Few of Oviloo Tunnillie’s contemporary Inuit artists addressed inner emotional states and grief, which made her work unique. Other artists of her era—for example, Osuitok Ipeelee (1923–2005) and Kiugak Ashoona (1933–2014)—most typically favoured depictions of Arctic animals, domestic and hunting scenes, the sea spirit Taleelayu, shamanic transformations, and episodes from well-known legends and stories. 

 

Oviloo Tunnillie, Oviloo and Toonoo, 2004, serpentinite (Kangiqsuqutaq/Korok Inlet), 22.2 x 20.3 x 24.1 cm, signed with syllabics, collection of Barry Appleton.

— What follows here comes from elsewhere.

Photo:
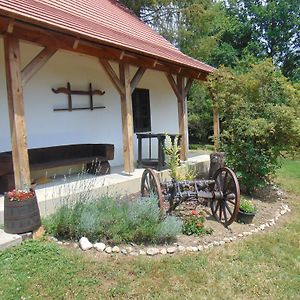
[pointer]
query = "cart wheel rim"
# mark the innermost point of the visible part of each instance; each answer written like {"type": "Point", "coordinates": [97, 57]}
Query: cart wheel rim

Human figures were impersonally dressed in culturally explicit fur clothing and were engaged in activities relating to pre-settlement living. Depictions of single human figures were rare and unemotionally engaged in an implied activity. Women were usually shown in their maternal roles with a child or children. The deep emotional expression conveyed in Oviloo’s work, as in such sculptures as Repentance, 2001, transcends the cultural or traditional while also speaking deeply to the artist’s own experiences. 

 

The tragic episode of the death of her beloved father, Toonoo , must have contributed to Oviloo’s several self-portraits of grieving women. In 1969 Toonoo was shot to death by Mikkigak Kingwatsiak, the husband of Toonoo’s daughter Nuvalinga, in what was believed at the time to be a hunting accident. This shock re-emerged twenty-five years later when Mikkigak confessed to murdering Toonoo.  Grief at her father’s death is the subject of Oviloo and Toonoo, 2004, in which the memory of him appears as a small figure that seems to be trying to reach his weeping daughter from a distance.

 

In her work, Oviloo also addressed the suicide, in 1997, of her thirteen-year-old daughter, Komajuk. Mental anguish is expressed in a number of Oviloo’s sculptures from this date on, beginning with Grieving Woman, 1997. In 2000, she created a nude and vulnerable Crying Woman, her face buried in arms folded on knees drawn up into herself. In both of these, covered faces cut the figures off emotionally from the outside world and create focused images of isolation and sadness. 

 

The unorthodox expression of inner states of mind was also a powerful feature of the graphic art and sculpture of Oviloo’s brother Jutai Toonoo (1959–2015), who may have been influenced by his sister. Both artists uniquely created human forms and figures devoid of a narrative context. Jutai’s non-narrative images of human heads and figures, such as Paranoid, 2012, are deeply personal and often portray restless sleep or dreamlike states. A bipolar disorder influenced his fierce independence from conventional subjects. Both he and Oviloo created their unique imagery in a community that had deep roots in culturally specific and narrative art forms.

 

Oviloo Tunnillie, Woman Covering Her Face, 2000, stone, 37.2 x 14.6 x 7 cm, collection of Jane Ross. 

Jutai Toonoo, Paranoid, 2012, graphite, coloured pencils on paper, 50 x 65 cm, Winnipeg Art Gallery.